Conheci José Falero através de seu livro Os Supridores. Até então, nada sabia dele. Devorei o romance. Não era a primeira vez que lia uma história passada na periferia, mas dessa vez me senti levada pela mão até o miolo da vila, o epicentro da pobreza, o cenário real onde uma população de homens e mulheres trabalha em troca de uma miséria, sem perspectiva de futuro. Criminalidade? Temos, mas não apresentada como defeito de caráter, e sim como consequência de um estado de coisas, que ele descreve com originalidade, humor e algumas vísceras. Logo no início, ali pela página 50, uma conversa entre os personagens Pedro e Marques funciona como uma aula sobre os diferentes sistemas socioeconômicos, narrada de um jeito que uma criança de sete anos consegue entender. Humm, livro chato, então. Poderia ser, não fosse diabolicamente empolgante, inteligente e bem escrito, levando-se em conta que não existe apenas um modo de escrever e de falar.
Isso foi em março de 2021. De lá pra cá, li outros tantos livros e dei trato à vida. Pois Falero reaparece agora com uma coletânea de crônicas publicadas na revista digital Parêntese. Título: Mas em Que Mundo Tu Vive? Abri com o mesmo ânimo com que fechei Os Supridores. E veio a bofetada.
Logo percebi que não seria tão palatável. Se antes eu havia sido gentilmente conduzida pela mão até as entranhas do inferno, agora eu estava sendo empurrada pelas costas, sem ver direito para onde ia, quase um sequestro. Mas os livros deixam sempre a porta destrancada; se eu quisesse sair, saía. Não saí. Passei dois dias inteiros com Falero, sua família e seus amigos na Lomba do Pinheiro, apanhando sem tentar fugir. Agora não era mais a ficção de Pedro e Marques, e sim a voz do próprio autor, sua história, suas broncas, sua angústia. Revolta que só mesmo a literatura reverbera – e também a música, o cinema, a arte. Não é no Instagram que a vida real ganha forma e cor.

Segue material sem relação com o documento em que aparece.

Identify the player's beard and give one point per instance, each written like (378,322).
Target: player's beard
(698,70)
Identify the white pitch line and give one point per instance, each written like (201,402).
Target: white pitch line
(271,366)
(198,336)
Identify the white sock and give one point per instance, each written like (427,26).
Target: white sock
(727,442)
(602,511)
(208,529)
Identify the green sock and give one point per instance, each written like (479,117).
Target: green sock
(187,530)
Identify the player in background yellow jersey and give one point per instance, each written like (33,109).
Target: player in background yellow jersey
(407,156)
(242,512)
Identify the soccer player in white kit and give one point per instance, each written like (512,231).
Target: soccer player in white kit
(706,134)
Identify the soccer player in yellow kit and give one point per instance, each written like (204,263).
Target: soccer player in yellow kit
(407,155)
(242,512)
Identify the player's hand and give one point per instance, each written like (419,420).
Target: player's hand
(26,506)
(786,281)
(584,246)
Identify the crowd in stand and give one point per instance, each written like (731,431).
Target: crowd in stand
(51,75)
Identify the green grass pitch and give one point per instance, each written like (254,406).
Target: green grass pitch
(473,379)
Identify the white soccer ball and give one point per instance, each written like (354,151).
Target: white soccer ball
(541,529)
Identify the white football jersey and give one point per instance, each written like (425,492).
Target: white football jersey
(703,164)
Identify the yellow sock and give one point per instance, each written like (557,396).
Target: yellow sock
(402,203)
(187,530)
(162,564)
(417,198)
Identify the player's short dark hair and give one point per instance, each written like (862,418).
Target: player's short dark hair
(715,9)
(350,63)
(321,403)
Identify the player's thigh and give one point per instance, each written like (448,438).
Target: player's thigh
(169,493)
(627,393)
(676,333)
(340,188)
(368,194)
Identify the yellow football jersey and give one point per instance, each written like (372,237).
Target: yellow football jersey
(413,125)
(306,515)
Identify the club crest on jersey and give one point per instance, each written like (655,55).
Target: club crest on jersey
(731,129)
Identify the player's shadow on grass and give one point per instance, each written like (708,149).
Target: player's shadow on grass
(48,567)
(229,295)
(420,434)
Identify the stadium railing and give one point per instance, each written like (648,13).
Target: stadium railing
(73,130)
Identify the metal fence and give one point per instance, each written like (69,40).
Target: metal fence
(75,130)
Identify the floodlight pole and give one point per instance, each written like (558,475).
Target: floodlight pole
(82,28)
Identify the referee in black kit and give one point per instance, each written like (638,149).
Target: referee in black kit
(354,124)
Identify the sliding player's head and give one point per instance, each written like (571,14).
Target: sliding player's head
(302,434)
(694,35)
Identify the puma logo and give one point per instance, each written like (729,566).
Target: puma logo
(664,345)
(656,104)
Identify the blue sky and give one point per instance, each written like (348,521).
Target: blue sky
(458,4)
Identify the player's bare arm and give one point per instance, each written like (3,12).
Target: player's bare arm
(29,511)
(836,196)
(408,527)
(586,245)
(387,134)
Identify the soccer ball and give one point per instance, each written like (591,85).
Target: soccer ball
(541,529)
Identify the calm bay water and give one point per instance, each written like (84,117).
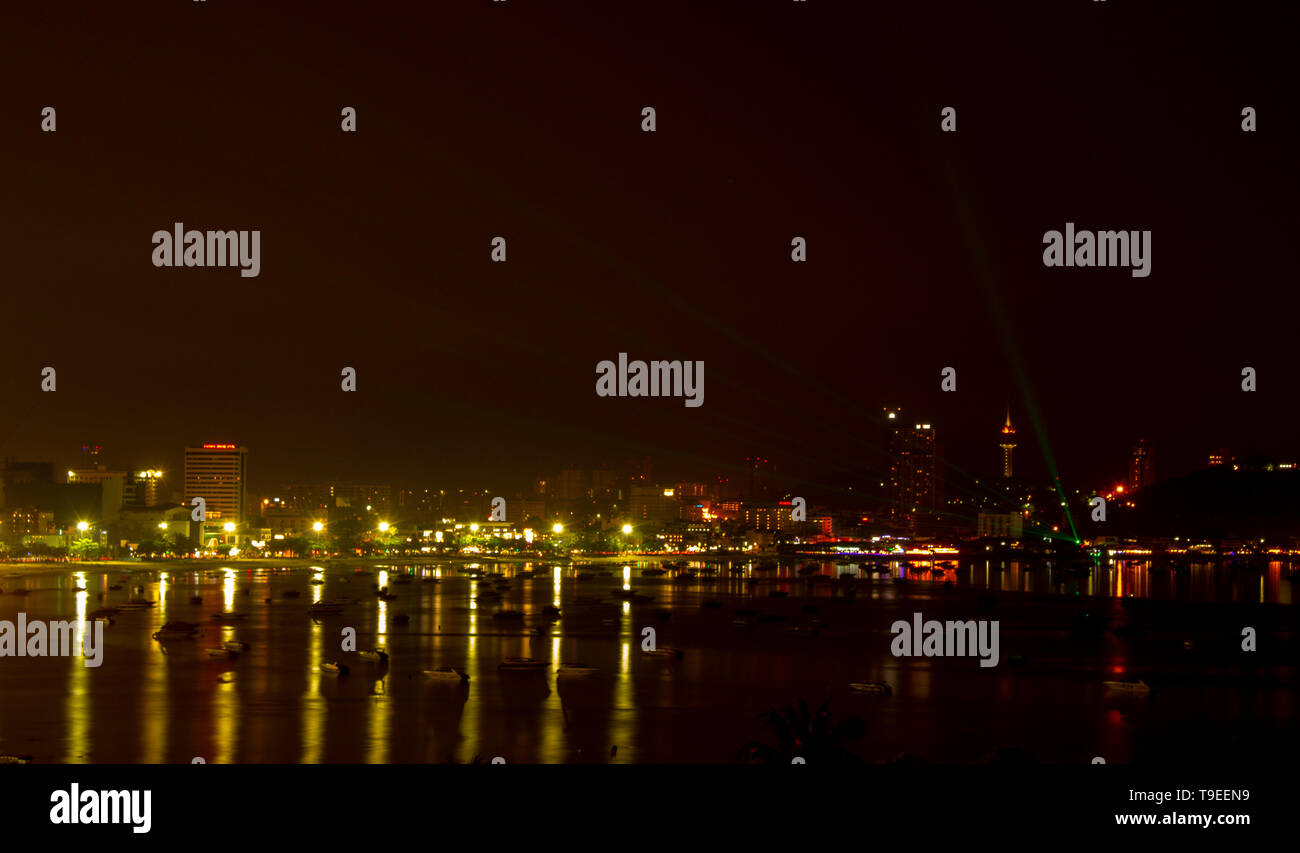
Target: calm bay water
(169,702)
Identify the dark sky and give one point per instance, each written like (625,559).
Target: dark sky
(521,118)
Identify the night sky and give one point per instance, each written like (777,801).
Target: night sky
(523,120)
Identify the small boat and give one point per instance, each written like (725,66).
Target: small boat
(176,629)
(521,665)
(871,687)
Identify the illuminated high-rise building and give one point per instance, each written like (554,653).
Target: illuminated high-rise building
(1008,444)
(217,473)
(913,470)
(1140,470)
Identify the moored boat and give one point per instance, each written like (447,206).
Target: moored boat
(871,687)
(446,674)
(521,665)
(172,629)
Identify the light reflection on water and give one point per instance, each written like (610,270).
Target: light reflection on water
(170,704)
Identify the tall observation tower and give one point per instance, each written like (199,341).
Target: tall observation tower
(1008,444)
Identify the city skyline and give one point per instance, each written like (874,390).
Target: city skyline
(476,369)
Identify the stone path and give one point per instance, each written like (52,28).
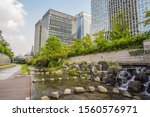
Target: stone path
(9,72)
(12,88)
(15,89)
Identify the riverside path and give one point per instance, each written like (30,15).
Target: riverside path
(13,87)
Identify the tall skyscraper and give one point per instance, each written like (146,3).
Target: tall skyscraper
(129,10)
(59,24)
(83,21)
(142,7)
(54,23)
(103,11)
(100,15)
(37,41)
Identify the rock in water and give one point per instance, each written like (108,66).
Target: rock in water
(55,95)
(45,98)
(135,86)
(148,88)
(97,79)
(102,89)
(127,94)
(104,64)
(67,92)
(79,90)
(91,88)
(116,90)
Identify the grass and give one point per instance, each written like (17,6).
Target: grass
(6,65)
(25,69)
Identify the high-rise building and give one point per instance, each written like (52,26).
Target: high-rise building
(142,7)
(59,24)
(37,41)
(83,22)
(54,23)
(100,16)
(129,10)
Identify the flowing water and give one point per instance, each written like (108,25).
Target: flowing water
(46,84)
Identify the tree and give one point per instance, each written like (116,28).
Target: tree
(120,27)
(100,40)
(147,21)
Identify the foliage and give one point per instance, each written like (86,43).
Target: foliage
(81,46)
(25,69)
(72,72)
(53,53)
(120,27)
(4,49)
(147,21)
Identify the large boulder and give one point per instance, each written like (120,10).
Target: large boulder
(67,91)
(55,95)
(91,88)
(116,90)
(111,79)
(102,89)
(45,98)
(142,77)
(112,70)
(127,94)
(104,65)
(58,72)
(135,86)
(148,88)
(79,90)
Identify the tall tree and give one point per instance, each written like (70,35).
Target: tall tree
(120,27)
(147,21)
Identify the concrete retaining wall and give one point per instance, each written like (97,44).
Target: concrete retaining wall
(4,59)
(120,56)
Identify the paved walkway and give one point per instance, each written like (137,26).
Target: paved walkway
(8,73)
(15,89)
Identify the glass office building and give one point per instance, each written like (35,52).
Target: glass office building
(142,7)
(37,42)
(55,23)
(100,15)
(83,24)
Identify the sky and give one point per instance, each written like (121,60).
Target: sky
(18,19)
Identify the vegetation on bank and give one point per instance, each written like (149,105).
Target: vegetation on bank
(53,53)
(5,49)
(25,69)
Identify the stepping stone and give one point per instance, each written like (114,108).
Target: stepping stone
(91,88)
(79,89)
(97,79)
(127,94)
(102,89)
(83,78)
(137,97)
(75,78)
(55,95)
(45,98)
(28,98)
(116,90)
(67,92)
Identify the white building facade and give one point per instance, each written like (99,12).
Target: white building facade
(100,16)
(142,7)
(83,24)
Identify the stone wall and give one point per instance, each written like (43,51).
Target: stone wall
(4,59)
(120,56)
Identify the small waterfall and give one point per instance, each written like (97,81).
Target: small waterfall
(124,87)
(146,88)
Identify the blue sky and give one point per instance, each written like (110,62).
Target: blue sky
(20,22)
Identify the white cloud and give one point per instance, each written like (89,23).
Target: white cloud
(11,14)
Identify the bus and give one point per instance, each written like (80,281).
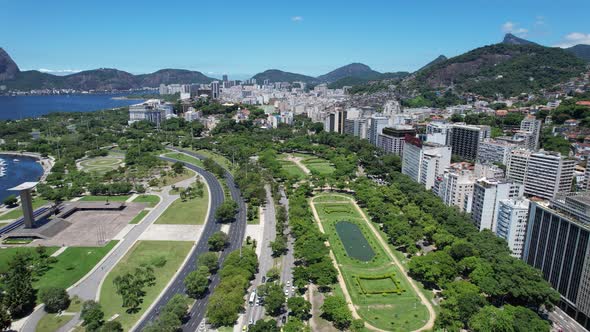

Condescendência – taí uma palavra que não faz parte do vocabulário de Falero. Ele coloca o dedo em todas as feridas e remexe até sangrar, ele expõe sem rodeios a dor de ser pobre e preto numa sociedade indiferente, descreve o que é se sentir um rato e o tamanho da desesperança. Se Falero pudesse dizer alguma coisa pra mim, agora, seria “valeu, Martha, mas o que você está escrevendo aí não vai servir pra nada”. Eu sei.
Você não quer confete, Falero, e sim quebrar o ciclo das injustiças sociais, que é o que todos deveriam querer também. Mas permita que eu use a minha página, hoje, para atrair os que têm coragem de levar uma bofetada, duas, três, até acordarem do transe da conformidade. E avisá-los que você bate, sim, mas também consegue ser lírico e muito emocionante. Sei lá, vá que sirva para alguma coisa.